Can you kind of quantify the effect of being on the top 10?
It changes everything, in terms of size of user base. It gives us the opportunity as a company to scale and continually invest in our products. We started at a leadership position when we launched, and three and six months in we've invested double the amount for an even richer feature set, more content.
In general, I think the scale of our products is much bigger and the world is deeper, and there's more content for players. And so a player that comes in to Trade Nations
today has a significantly better experience than one who came in a year ago when we first launched.
And it's similar to if you think about an MMO that launched today versus comparing it to World of Warcraft
. Blizzard's team has had a lot of time to learn how to build quests, how to create items and new content and make the user experience seamless, and that kind of thing.
It seems to me like mobile games can't really have that time to develop into something substantial, it seems to me as an outsider that you almost have to be at the top right away in order to be able to grow at all. It seems like a necessity for survival unless you have a very small team.
I think one of the things that developers need to consider, and one of the things that we have kind of working to our advantage, is a large player base. So the next product that comes out will have a large group of players we can reach out to. Players who trust us because they've played our games. We have a pretty decent overlap between our two products.
So they cross-promote each other, despite being very different games.
Yep. We're not heavy-handed, we just make sure players know both products are available.
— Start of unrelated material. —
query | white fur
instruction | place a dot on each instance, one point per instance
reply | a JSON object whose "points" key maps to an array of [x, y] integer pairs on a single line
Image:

They definitely have different audiences, but there's some overlap there, and it's not insignificant. So players trust our products, and they are more willing to spend with us and spend some time learning about what we're launching.
And I think that's where a big difference comes between an indie developer that's a team of three or four guys who are just starting out and they've kind of got a good, talented team. If they don't make it in the top ten, they're in a tougher situation, whereas we have a user base to go to and a track record with those users.
This is kind of a high level question, but what is the biggest challenge right now for iOS developers in terms of finding exposure?
Well, that is
the biggest challenge, right? There are somewhere close to 700 or so new games launched every day, and last time I checked, the top free, grossing and paid lists don't change that much. So you can kind of imagine that literally 700 games a day are launching and they're all becoming irrelevant almost that fast.
On the flipside, people talk about there being half a million or so Apps in the store today, and that is not the important thing in my mind for developers or publishers. That's sort of like being at Ford and saying, why launch a new truck? There have been 400 of them launched in the last hundred years!
That's not how consumers think. They don't shop for things that launched last year, they're looking at what's new today. So I think there's a lot of opportunity to stand out if you're building high quality product that brings a new experience and is not a re-skin or a ripoff. So there's plenty of opportunity, but discovery is a problem.